As I look back at my first 40 years, I feel so blessed and so grateful. Not necessarily because of where I’ve been or what I’ve done, or what we’ve acquired along the way, but because of the people I’ve been blessed to know and love. My family is my biggest blessing of all. I’m so grateful to have such good, kind, inspirational, hardworking, supportive, challenging at times, and overall, loving people in my life. What an extremely blessed woman I am. My sister Em and my Mumma are my people, as very, very different as we each are. We’ve learned to celebrate each other’s strengths, and do our best not to push each other’s buttons 😊 in the way only those who know our vulnerabilities can.
As I look inward, I feel full, and bubbling with anticipation for whatever comes now. I love and trust in my soul to be my guide through all life’s seasons and in every type of weather.

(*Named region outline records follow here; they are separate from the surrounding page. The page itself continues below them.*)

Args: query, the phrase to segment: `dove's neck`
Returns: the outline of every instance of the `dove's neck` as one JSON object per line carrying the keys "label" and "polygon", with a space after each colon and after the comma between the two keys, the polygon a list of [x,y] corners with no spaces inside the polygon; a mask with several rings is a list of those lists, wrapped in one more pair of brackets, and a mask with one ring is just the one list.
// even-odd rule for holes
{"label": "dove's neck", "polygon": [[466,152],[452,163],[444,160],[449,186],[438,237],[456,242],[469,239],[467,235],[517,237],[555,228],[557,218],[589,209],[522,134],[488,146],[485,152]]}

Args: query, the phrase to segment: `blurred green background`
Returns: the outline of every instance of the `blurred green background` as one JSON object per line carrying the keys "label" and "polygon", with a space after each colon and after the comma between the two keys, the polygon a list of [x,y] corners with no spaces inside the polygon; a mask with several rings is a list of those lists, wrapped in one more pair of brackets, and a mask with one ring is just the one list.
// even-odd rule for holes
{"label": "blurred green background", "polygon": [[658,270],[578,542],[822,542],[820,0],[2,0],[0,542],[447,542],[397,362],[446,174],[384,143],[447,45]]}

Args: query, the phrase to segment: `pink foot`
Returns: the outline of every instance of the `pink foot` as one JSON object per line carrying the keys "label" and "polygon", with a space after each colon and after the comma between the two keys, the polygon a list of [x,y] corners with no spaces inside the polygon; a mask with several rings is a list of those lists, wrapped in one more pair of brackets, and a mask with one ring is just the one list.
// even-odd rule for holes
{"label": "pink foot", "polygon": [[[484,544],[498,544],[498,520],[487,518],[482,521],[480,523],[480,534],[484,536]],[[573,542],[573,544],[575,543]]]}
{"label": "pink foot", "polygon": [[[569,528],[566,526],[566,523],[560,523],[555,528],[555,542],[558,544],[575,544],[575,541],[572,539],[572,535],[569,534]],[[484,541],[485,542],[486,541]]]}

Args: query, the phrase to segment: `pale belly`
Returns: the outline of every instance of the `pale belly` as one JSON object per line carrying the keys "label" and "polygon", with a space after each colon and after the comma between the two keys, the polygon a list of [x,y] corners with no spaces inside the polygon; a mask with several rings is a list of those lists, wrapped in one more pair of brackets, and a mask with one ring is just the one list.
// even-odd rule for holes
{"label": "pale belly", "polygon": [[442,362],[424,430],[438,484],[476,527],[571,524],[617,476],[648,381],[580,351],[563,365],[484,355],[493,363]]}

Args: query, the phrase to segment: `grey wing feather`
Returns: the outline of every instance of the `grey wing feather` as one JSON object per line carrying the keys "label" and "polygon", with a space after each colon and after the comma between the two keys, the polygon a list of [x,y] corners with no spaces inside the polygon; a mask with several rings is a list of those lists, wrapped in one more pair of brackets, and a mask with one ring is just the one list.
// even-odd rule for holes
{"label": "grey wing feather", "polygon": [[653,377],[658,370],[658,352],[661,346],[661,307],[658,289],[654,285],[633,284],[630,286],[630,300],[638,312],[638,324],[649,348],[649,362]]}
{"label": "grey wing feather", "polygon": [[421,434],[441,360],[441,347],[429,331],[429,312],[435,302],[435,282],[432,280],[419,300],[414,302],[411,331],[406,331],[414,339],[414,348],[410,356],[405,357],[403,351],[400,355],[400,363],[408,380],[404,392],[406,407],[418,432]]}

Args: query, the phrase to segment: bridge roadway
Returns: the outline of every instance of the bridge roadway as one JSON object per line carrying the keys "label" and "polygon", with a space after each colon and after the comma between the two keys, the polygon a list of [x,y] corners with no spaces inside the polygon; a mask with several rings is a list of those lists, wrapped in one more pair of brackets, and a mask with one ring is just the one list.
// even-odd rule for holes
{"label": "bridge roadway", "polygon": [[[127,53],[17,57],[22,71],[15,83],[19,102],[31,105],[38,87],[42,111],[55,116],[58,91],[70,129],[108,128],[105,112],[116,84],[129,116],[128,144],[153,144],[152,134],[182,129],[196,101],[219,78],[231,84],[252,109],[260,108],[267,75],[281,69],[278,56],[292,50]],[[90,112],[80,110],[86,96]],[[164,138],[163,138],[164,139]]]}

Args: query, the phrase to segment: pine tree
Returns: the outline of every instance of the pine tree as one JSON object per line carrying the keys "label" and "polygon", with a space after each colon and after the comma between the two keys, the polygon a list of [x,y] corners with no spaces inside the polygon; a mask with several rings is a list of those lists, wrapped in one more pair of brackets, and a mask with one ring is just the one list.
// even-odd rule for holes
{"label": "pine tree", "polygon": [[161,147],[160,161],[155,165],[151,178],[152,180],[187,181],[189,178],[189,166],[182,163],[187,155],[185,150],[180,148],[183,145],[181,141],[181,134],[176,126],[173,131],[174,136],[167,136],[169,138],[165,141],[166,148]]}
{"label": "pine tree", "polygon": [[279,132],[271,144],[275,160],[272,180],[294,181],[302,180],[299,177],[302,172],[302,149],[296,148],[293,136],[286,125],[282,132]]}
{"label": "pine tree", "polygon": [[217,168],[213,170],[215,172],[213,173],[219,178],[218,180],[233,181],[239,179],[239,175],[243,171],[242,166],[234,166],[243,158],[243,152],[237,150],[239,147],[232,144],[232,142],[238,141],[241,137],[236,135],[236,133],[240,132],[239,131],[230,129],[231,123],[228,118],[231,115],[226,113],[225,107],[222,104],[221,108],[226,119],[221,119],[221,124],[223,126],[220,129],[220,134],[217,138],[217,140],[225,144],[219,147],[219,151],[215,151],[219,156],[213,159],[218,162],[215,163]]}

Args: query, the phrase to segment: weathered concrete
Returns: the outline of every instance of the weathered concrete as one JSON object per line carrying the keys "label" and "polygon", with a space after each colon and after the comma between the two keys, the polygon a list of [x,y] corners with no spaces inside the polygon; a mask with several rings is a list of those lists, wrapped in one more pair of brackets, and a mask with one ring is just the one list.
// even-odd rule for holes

My deepest desire is to play my little part in helping to steer our world out of the old dog eat dog predatory system of human slavery and unsustainable consumption and waste. And to help be a light, shining the way forward into our new, ‘we’re all in this together’ eco harmonious way of being in our world.
My hearts tells me, we as individual human beings, and collectively as a human family, have infinite creative potential to imagine the most beautiful, healthy, abundant, loving, peaceful world we can, and the power to co-create it. Why would we ever settle for anything less. I’m looking forward to seeing how much I can learn and grown and share in however long I have left.